Görülüyor ki, savaşın gerçeği orada da yüzünü gösterdi. Ülkenin son kalan değerli gençleri de yok oldu. Sonuç olarak geçişine izin vermediğimiz işgal kuvvetleri ellerini kollarını sallayarak boğazları geçip İstanbula geldiler ve sarayın karşısına demirlediler. Başka bir deyişle biz o savaşı kaybettik. Kimse ortaklarımız kaybedince biz de kaybettik gibi mazeretlere sığınmasın. Sonuçta biz kaybettik.
Türk halkının geleceğe dönük umutlarının yeşermesi dışında belki de en önemli katkısı Mustafa Kemal diye güvenilecek, ardından gidilebilecek bir liderin tanınmasıydı.
Bu çok önemlidir. Emperyalizm ve onun iç işbirlikçileri Osmanlının bu son savaşını kaybetmişlerdir.
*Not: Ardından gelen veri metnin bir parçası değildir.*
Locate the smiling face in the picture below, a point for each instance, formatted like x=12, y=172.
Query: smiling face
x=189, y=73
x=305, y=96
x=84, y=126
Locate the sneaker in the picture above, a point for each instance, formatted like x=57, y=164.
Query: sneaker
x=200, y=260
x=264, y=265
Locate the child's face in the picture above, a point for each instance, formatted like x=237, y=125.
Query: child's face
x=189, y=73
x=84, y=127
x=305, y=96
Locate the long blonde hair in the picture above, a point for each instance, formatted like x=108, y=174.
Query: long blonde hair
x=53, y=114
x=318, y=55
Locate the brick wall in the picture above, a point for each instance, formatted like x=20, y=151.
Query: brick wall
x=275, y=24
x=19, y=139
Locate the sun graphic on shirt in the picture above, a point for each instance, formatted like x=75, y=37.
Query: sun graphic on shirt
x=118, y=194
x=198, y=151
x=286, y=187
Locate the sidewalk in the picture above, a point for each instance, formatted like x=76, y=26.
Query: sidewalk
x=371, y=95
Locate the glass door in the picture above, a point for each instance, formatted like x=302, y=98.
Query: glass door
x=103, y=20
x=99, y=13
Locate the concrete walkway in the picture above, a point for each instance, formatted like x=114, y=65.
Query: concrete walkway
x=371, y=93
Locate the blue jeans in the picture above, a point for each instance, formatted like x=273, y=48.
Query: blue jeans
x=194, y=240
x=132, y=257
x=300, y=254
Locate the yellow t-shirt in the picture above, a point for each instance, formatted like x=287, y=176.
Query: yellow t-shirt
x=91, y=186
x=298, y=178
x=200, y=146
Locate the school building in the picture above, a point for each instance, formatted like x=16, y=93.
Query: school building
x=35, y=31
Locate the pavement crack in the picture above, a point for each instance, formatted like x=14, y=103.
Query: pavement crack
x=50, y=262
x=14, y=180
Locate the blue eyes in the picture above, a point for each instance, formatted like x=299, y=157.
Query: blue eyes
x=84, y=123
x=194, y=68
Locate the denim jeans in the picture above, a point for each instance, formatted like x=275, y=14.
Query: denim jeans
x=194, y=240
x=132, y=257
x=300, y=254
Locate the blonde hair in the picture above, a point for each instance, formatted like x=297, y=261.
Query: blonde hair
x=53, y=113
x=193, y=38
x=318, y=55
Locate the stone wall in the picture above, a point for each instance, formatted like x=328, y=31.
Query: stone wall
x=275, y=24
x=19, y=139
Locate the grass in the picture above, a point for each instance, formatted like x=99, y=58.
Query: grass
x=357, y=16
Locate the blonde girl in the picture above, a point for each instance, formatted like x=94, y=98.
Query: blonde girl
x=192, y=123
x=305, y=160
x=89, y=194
Kazanan nihayet Türk halkı olmuştur.
Tarih, olayları anında kayda geçen bir bilim dalıdır. Bu kayıtlar yanlış veya hatalı olabilir. Bu da birçok kayıtın karşılaştırılması ile doğru bulunur. Oysa bir olayın üzerinden yıllar geçtikten sonra kayda geçmesi mümkün değildir. Bu şekilde anlatılanlar olsa olsa görüş veya düşünce olur.
Kendilerine gayri resmi tarihçi diyenlerin bir kısmı ise Cumhuriyet ve Mustafa Kemal düşmanlıklarını her yerde olduğu gibi bu dirilişimizin öncüsü saydığımız savaş içinde de sergilemektedirler.
Çanakkale Savaşını baştan sona tüm detaylarıyla okumayanlar açısından sarsıcı bir bilgiyi şöyle ortaya atıyorlar: Mustafa Kemal yarbaydı Bir ihtiyat tümeninin komutanıydı. Orada onca asker, subay dururken, küçük rütbeli bir ihtiyat birliği subayı mı zafer kazanmış?
Bu cümleden yola çıkarak da, Çanakkalede bir zafer varsa bile, bunun Yarbay (bir ay sonra albay) Mustafa Kemal Beye bağlanamayacağını kesin bir dille anlatıyorlar: Mustafa Kemalin Çanakkale kahramanlığı sonradan uydurmadır.
İlk bakışta ne kadar da gerçeğe yakın
Çünkü Çanakkale Savaşlarına iki ordu, iki ordu komutanı, 10 kolordu (gruplarla birlikte) 18 kolordu komutanı, 22 tümen, 39 tümen komutanı 52 alay, 104 alay komutanı, yani alay ve daha üst düzeyde 163 komutan, binlerce subay, yüzbinlerce ecdat katılmış. Zaferde her birinin çok büyük emeği var, canı var, kanı var
Oysa Mustafa Kemalin ihtiyat komutanlığı, muharebenin başlamasıyla biter ve 25 Nisandan, cepheden ayrıldığı tarih olan 10 Aralıka kadar 7,5 ay aralıksız cephededir. Dinlendirilmek için bile hiç geriye alınmamıştır. Geride hizmeti hiç olmamıştır.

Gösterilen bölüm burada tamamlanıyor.